Adding video-game development into the badge collection is awesome for just about every reason, but especially these two: 1) It makes video games and a career in the video-game field seem like a legitimate, fulfilling, intellectually-relevant and intellectually-worthwhile pursuit, which it is. And 2) It encourages girls, however much or however little, toward a field that you could generously describe as "filled with rampant and vile sexism."
As Tasneem Raja wrote for Mother Jonesin November of last year, female gamers make up around 47 percent of the video-game-playing audience, yet, according to the latest comprehensive study, men make up close to 90 percent of the industry's work force. That's not totally surprising ... because this is Earth, things are messed up, and women have only been able to vote for a fraction of the time we'd consider "modern civilization." Yet, for the women who are able to break in, the wage gap is still pretty big:
According to an annual salary survey of about 4,000 gaming professionals by Game Developer magazine, female animators made $26,000 less than their male counterparts in 2011, on average—female programmers ($83,333) made about 10 grand less then male ones ($93,263).
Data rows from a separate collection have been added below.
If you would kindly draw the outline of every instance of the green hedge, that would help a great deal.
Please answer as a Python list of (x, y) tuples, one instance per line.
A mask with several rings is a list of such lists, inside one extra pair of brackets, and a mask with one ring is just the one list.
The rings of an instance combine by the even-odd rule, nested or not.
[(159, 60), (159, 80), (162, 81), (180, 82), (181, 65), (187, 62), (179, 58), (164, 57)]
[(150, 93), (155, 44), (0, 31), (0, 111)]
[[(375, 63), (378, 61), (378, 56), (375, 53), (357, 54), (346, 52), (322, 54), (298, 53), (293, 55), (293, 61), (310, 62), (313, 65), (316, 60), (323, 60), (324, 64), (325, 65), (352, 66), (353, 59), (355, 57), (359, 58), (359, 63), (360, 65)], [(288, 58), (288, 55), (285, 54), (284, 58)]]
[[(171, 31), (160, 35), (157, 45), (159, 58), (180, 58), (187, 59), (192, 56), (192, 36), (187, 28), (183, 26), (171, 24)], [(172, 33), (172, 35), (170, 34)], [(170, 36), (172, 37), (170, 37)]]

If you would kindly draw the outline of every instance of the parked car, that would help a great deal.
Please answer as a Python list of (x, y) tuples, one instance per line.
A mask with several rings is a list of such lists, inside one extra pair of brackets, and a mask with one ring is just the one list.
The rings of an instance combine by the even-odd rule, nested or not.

And there's the issue of the characters in the games themselves. Female characters are almost always victims who need saving and/or portrayed with comically-massive breasts—which is what happens when almost all of the people designing the games are dudes.
Still, this is a start or it's a step or it's, well, it's something. And it's easy to look at the video-game world and get depressed; it should be depressing. But these badges, at least, are a tiny reason not to get too bummed out.